Blodyn, meanwhile, had enacted her own sacrifice. She had felt the life draining from her as the flower was destroyed, and sensed the air growing thin. She lay upon the bank, gasping for the breath she could never regain. Then she felt her skin tearing and her bones splitting. Her ribs pierced through her body, and slivers of flesh and splinters of bone lay scattered, blood spurted from her mouth like a fountain, staining her fair face and stinging her dimming eyes.
She put her hand through the great, gaping wound in her heaving breast, reaching in past the ribs and lunges to where the heart was beating. She touched it, fingered it, grasped it. As if giving birth to her own death, she breathed in rhythm to that fluttering heart. Then with a great final effort, she tore it from her breast and cast it into the water, and her last breath turned to hanging fog and her eyes hardened like stones.
Blodyn’s soul flew off as a cream-colored seagull, screeching exultant in the sky. Gafan’s soul went off as a fox, into the woodlands with the right to rule through his wit. Mara and the dark-warrior’s souls flew away as ravens, evil-eyed and eager for revenge. During the first night, they devoured Blodyn’s flesh, and the sacred spring ran crimson with her blood. For days afterwards children of the valley played with her shattered bones as if they were shells and her torn hair as if it was water-weed.

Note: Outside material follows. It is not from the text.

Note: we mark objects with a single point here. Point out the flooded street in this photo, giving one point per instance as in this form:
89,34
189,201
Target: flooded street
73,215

The ravens would also go on to torment the fox, attacking him in the forests, turning the other animals against him, for they knew that it was fitting that the fox should destroy their race one day, once and for all. But he was too wily for them, and he prospered, and battled, and ruled.
And so it is that the ravens were born to vengeance, and the foxes born to boldness, and the seagulls born to the pain of lost love, as their cries echo along the shoreline with every setting sun.